For many decades it was believed that creativity could only spring from the right brain where we process information visually, unstructured and spatially. We now understand that creativity as


…can be associated with both sides of the brain. Designing something new in the field of technology, science, finance or administration (left brain processes) must surely be termed creative.

So, what about the idea that people who favor right brain thinking will be more creative? Certainly, to favor thinking that is less rigid, less precise, less structured could more easily lead to the flexibility needed for creativity, but that is not the whole story. Once creativity is encouraged and routine and habit broken, everybody can be creative. You may approach creativity differently, you may emphasize elaboration more than flexibility in the creativity process, you may ‘perspire’ more than ‘inspire’, but that still doesn’t mean you are not creative.

5. If we all have the potential to be creative, why are some creative and others not?

In a later blog, we will talk at length about things that block our creativity. But let’s answer this question in short here as well. As children, most of us are very creative. We live in an imaginary world, see possibilities in most things, we do not internalize our mistakes and therefore go on believing we can conquer most obstacles.  So, what happens between those splendid years and now? The results of Paul Torrance’s creativity test (the TTCT), used worldwide to test people’s creative abilities, are certainly an indictment of parents and teachers. These results have shown that

  • 98% of children from 3 to 5 years reveal a superior level of creative behavior
  • At the age of 10 years, only 32% of the children are still at this level, and
  • At the age of 15, the figure drops to 10%.
  • Of adults above the age of 25, only 2% are still superior in their creative behavior!

It is difficult to stifle the child’s spontaneous creativity; unfortunately, the opposite is true as we grow up. It seems far easier to block and stifle creativity in older children and adults than to make it flourish. Why are some people seemingly not creative? Because they

  • Are not encouraged to express their creativity (at home, at school, in the workplace)
  • Are not encouraged to follow and develop their dreams and talents if these are not academic in nature
  • Do not associate ‘work’ and ‘career’ with opportunities to be creative
  • Do not act on their ideas

Hopefully, we will answer any remaining questions in the next blogs.

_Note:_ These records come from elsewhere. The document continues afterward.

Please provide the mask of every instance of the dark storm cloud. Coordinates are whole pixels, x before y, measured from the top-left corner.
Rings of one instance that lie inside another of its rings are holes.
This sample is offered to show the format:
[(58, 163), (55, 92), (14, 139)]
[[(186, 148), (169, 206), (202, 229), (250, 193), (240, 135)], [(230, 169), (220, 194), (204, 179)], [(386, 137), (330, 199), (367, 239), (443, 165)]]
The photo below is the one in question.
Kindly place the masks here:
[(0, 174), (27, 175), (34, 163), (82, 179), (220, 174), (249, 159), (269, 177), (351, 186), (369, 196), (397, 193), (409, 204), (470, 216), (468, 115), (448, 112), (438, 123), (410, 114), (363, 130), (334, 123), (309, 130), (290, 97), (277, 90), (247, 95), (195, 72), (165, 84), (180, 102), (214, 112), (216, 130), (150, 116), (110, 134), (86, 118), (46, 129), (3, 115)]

To Take Along from This Chapter

  • Gardner distinguished between 8 intelligences
  • Intelligences, like creativity, can be developed
  • The question is not, ‘Am I intelligent or not?’ The question is, ‘What intelligences or creative skills can I combine in my career, studies, everyday life?’
  • We all start off with about 100 billion brain cells (neurons). To grow our brains, we need to make connections between the cells
  • Paul McLean divided the brain into three (the Triune Model): the reptilian brain, limbic brain, and cortex
  • The cortex is the center of both our abilities to reason and to be creative
  • Our brain is also divided into two hemispheres: the left processing information in a logical, analytical way and the right processing information in an unstructured and holistic way
  • Both left and right-brainers can be both clever and creative
  • To become creative, most people need encouragement

‘Einstein’s space is no closer to reality than Vaan Gogh’s sky.’